Evidence of a large current of transcranial alternating current stimulation directly to deep brain regions

Abstract

Deep brain regions such as hippocampus, insula, and amygdala are involved in neuropsychiatric disorders, including chronic insomnia and depression. Our recent reports showed that transcranial alternating current stimulation (tACS) with a current of 15 mA and a frequency of 77.5 Hz, delivered through a montage of the forehead and both mastoids was safe and effective in intervening chronic insomnia and depression over 8 weeks. However, there is no physical evidence to support whether a large alternating current of 15 mA in tACS can send electrical currents to deep brain tissue in awake humans. Here, we directly recorded local field potentials (LFPs) in the hippocampus, insula and amygdala at different current strengths (1 to 15 mA) in 11 adult patients with drug-resistant epilepsy implanted with stereoelectroencephalography (SEEG) electrodes who received tACS at 77.5 Hz from 1 mA to 15 mA at 77.5 Hz for five minutes at each current for a total of 40 min. For the current of 15 mA at 77.5 Hz, additional 55 min were applied to add up a total of 60 min. Linear regression analysis revealed that the average LFPs for the remaining contacts on both sides of the hippocampus, insula, and amygdala of each patient were statistically associated with the given currents in each patient (p < 0.05-0.01), except for the left insula of one subject (p = 0.053). Alternating currents greater than 7 mA were required to produce significant differences in LFPs in the three brain regions compared to LFPs at 0 mA (p < 0.05). The differences remained significant after adjusting for multiple comparisons (p < 0.05). Our study provides direct evidence that the specific tACS procedures are capable of delivering electrical currents to deep brain tissues, opening a realistic avenue for modulating or treating neuropsychiatric disorders associated with hippocampus, insula, and amygdala.

Fig. 1. Study procedure overview.

a Summary of study flow. 45 patients with drug-resistant epilepsy (DRE) were verified and entered the comprehensive evaluation of their treatments. Of them, 11 patients with DRE signed the informed content and experienced the tACS procedure, then received the corresponding interventions and followed up. b Structure of the tACS protocol. Each patient was presented with a set of alternating currents, beginning at 1 mA and stepwise increasing by 2 mA until reaching 15 mA. 15 mA persisted for 60 min. c Stimulating placements. An electrode was put on the forehead, and two electrodes were placed on the mastoid region of each side. d Sample of 9 mA stimulating waveform. Each stimulating waveform is composed of ramp-up (Tu), stable period (Ts), and ramp down (Td). e Details on ramp-up (Tu), stable period (Ts), and ramp down (Td) of various stimulating currents. f Sample of 9 mA stimulating model. The stimulation was a 1 s duration and 5 s stop. g Sample of 9 mA stimulating pulses. Each circle of the stimulating pulse was 12.9 ms with a square wave. SEEG stereoelectroencephalography, tACS transcranial alternating current stimulation.
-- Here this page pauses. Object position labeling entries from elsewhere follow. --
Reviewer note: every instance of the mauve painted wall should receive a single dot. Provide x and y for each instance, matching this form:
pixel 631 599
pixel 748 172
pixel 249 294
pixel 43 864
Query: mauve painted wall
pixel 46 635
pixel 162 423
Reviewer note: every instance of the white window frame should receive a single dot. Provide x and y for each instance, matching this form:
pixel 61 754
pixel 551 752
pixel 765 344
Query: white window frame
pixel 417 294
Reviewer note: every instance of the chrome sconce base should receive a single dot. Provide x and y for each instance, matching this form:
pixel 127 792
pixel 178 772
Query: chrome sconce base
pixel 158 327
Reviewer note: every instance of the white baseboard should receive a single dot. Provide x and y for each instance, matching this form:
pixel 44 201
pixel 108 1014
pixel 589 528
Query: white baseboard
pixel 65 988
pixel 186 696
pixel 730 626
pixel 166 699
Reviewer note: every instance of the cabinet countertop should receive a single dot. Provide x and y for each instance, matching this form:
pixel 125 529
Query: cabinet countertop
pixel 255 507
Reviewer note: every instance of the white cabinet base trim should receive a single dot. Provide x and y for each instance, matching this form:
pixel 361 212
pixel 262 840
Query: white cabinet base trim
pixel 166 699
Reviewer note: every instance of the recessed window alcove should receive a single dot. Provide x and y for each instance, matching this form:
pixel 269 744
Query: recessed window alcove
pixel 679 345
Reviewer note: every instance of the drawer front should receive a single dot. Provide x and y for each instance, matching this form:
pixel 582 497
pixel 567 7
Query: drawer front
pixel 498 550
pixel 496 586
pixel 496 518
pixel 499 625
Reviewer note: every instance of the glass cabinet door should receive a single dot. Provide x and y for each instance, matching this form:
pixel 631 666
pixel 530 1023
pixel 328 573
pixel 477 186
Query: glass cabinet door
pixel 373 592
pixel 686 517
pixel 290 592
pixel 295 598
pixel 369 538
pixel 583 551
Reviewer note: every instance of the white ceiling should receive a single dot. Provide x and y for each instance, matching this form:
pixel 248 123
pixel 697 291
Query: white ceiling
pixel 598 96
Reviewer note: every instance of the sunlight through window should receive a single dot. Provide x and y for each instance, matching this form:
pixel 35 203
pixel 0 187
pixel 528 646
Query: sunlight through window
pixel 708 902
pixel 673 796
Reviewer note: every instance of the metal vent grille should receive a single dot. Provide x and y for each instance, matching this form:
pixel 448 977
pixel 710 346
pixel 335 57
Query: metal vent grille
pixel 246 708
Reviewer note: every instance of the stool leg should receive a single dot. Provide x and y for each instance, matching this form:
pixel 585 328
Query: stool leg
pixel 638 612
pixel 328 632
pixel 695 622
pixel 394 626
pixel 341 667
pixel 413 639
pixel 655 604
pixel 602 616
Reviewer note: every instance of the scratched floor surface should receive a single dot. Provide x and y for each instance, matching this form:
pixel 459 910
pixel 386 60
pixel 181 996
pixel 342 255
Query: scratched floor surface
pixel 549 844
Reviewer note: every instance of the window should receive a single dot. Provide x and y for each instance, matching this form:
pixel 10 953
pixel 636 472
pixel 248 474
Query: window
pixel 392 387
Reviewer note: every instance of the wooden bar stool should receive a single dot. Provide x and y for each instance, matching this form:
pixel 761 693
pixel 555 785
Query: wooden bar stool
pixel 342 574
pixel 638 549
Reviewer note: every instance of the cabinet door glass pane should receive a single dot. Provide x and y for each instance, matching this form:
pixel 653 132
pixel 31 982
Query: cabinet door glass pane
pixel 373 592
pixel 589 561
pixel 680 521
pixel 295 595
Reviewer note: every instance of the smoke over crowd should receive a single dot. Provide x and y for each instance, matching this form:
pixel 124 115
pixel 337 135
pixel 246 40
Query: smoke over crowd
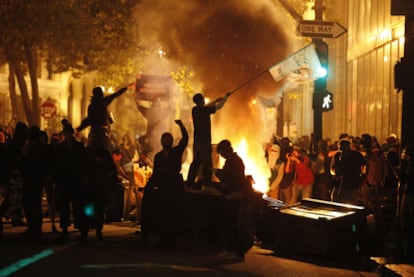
pixel 226 43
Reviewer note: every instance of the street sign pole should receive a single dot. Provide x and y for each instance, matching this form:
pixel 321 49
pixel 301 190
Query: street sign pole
pixel 320 87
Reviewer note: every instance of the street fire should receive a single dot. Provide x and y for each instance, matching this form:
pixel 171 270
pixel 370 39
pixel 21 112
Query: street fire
pixel 225 43
pixel 254 165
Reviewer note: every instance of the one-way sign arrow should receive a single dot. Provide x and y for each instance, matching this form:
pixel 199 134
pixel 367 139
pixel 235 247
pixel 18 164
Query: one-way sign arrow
pixel 320 29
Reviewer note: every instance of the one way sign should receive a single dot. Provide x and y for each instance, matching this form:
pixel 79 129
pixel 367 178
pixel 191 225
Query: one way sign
pixel 320 29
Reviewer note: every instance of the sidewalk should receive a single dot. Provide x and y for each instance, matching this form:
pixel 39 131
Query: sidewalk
pixel 11 236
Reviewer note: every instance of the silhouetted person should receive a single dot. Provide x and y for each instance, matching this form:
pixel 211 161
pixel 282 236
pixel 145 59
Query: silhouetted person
pixel 67 172
pixel 34 173
pixel 234 187
pixel 202 138
pixel 98 117
pixel 348 166
pixel 99 178
pixel 406 211
pixel 163 187
pixel 49 184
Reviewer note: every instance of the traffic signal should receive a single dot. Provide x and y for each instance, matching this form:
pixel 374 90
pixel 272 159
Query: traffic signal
pixel 321 48
pixel 327 101
pixel 322 101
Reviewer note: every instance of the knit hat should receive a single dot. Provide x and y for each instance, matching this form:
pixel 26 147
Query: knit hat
pixel 67 127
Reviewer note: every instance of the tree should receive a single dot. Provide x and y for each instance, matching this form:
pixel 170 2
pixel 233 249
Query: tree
pixel 76 35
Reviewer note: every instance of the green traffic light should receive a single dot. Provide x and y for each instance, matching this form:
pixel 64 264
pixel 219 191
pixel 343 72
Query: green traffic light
pixel 322 72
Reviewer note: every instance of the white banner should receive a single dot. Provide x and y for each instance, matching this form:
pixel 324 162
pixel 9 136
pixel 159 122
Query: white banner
pixel 303 64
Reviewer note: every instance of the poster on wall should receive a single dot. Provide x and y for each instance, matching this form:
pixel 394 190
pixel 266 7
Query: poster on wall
pixel 153 87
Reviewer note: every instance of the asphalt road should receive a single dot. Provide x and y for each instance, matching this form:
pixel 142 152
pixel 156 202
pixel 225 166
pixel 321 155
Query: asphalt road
pixel 122 253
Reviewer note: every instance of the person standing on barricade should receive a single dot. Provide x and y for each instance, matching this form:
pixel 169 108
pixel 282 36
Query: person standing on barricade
pixel 202 138
pixel 98 116
pixel 67 172
pixel 163 188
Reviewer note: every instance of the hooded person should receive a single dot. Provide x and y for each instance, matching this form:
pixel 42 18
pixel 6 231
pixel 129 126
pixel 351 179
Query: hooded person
pixel 98 118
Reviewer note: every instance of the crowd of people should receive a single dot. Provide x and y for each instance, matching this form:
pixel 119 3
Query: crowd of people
pixel 79 177
pixel 356 170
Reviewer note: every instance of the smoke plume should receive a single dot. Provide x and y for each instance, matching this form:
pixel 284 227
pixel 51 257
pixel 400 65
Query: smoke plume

Fig. 2. Depth electrodes and the average local field potentials in hippocampus (left, n = 8; right, n = 7), insula (left, n = 6; right, n = 4), and amygdala (left, n = 6; right, n = 4).

a, e, i Total intracranial electrodes in the hippocampus, insula, and amygdala, respectively. b, f, j The average local field potentials, represented as median and interquartile range, were significantly linearly correlated with the increasing extracranial currents (all p < 0.05) in hippocampus, insula, and amygdala, respectively. c, g, k Positive correlations of the average local field potentials, expressed as the mean and standard deviation, with the increased stimulation currents were found in hippocampus, insula, and amygdala, respectively (all p < 0.05). d, h, and l The observable variations of local field potentials of the deepest contacts in hippocampus, insula, and amygdala within 180 seconds after the tACS intervention, respectively. All illustrations were standardized based on their raw SEEG signals. A anterior, AMY Amygdala, HIP Hippocampus, INS Insula, L left, MTG middle temporal gyrus, P posterior, PoAMY post-amygdala, PreAMY pre-amygdala, PreCG precentral gyrus, PreHIP pre-hippocampus, R right, Sub subject.